North

Iqaluit woman has to fly south for Crohn's disease drug

The IV drug treatment Anushka Nagji needs could be done locally at Qikiqtani General Hospital, but instead she's forced to fly to Ottawa every six to eight weeks and shoulder part of the travel expense.

Procedure could be done locally at Qikiqtani General Hospital, but it's not

Anushka Nagji needs an IV drug treatment for Crohn's disease every six to eight weeks. The treatment could be done locally at Qikiqtani General Hospital, but instead she's forced to fly to Ottawa and shoulder part of the travel expense. (CBC)

The IV drug treatment Anushka Nagji needs to treat Crohn's disease could be done locally at Qikiqtani General Hospital, but instead she's forced to fly to Ottawa every six to eight weeks and shoulder part of the travel expense.

Nagji says flare-ups of Crohn's disease, a chronic bowel disorder that causes malnourishment, diarrhea, vomiting and pain, disrupt her life.

She controls her symptoms by managing stress, watching what she eats and medication.

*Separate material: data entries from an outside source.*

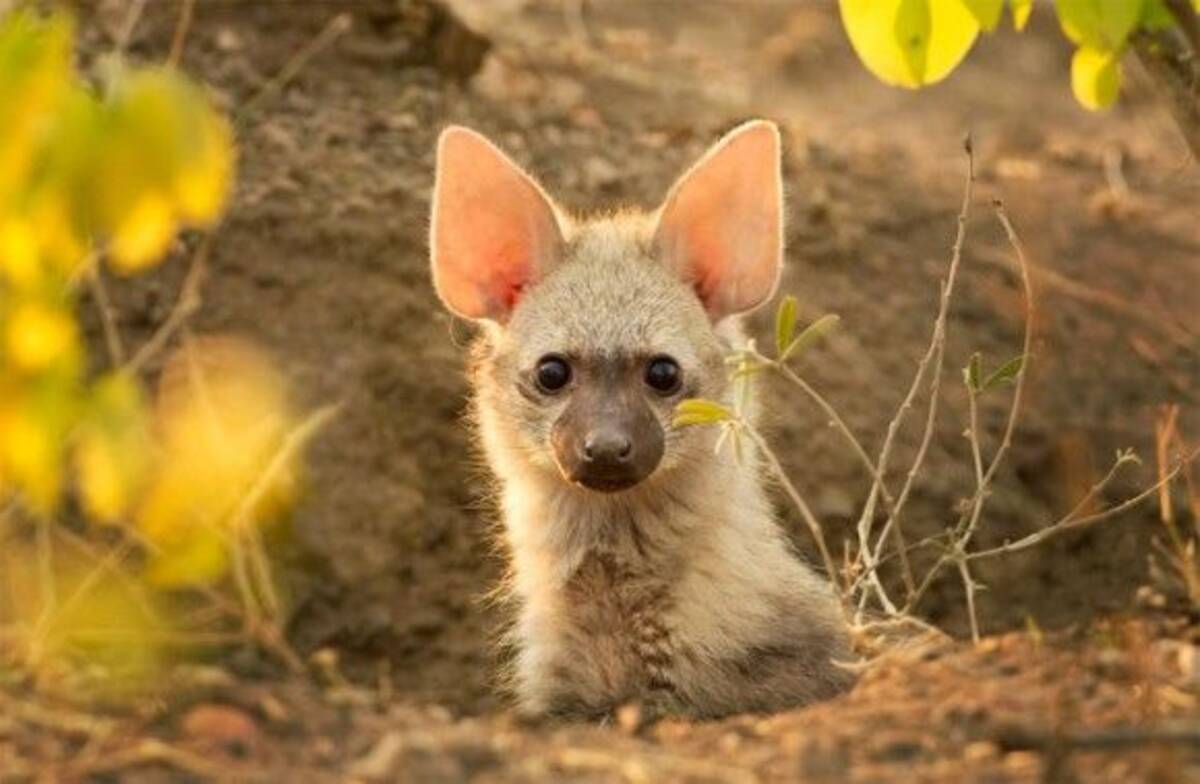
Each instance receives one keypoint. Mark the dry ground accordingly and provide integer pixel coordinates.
(323, 259)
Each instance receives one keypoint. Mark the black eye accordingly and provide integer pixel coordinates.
(553, 373)
(663, 375)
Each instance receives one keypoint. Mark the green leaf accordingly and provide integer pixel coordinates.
(1096, 77)
(1006, 373)
(1021, 11)
(785, 324)
(987, 12)
(696, 411)
(813, 333)
(1099, 24)
(910, 42)
(971, 373)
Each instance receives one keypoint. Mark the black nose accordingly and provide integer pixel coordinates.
(607, 448)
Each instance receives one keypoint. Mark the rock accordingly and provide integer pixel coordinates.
(221, 726)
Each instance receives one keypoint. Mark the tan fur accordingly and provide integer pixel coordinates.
(681, 592)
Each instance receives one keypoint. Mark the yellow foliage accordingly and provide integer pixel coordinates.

She's now on one of the last medications available to her, an intravenously-administered drug called Remicade. 

"As long as I continue to take that, I can maintain a fair quality of life," she says.

Nagji needs the Remicade treatment every six to eight weeks. The procedure only takes about two and a half hours but she can only get it outside the territory. For her, that means paying part of the flight to Ottawa and paying out of pocket for a hotel and taxis. 

Dr. Sandy MacDonald, chief of staff of Qikiqtani General Hospital in Iqaluit, says they just found out that the preparation of Remicade no longer requires a fume hood, meaning it can be administered at Qikiqtani hospital. (CBC)

"I don't want to travel every six to eight weeks," she says. "It exacerbates symptoms when I'm already experiencing symptoms close to my infusion date."

Nagji says she asked doctors and nurses in Iqaluit about why she could not receive the drug here, but says she didn't get any answers.

The Chief of Staff of Qikiqtani General Hospital says until recently Remicade needed to be prepared in a fume hood, which the hospital doesn't have.

"When you people asked the question, it made us do a bit of research and it turns out you don't need a fume hood to administer Remicade any more," said Dr. Sandy MacDonald.

MacDonald says that means Remicade could be delivered in Iqaluit if there's enough demand and if it saves money. But he says staff need to be trained and protocols put in place. 

Nagji says it's exciting to think she might one day get the treatment a short drive away from home instead of flying thousands of kilometres.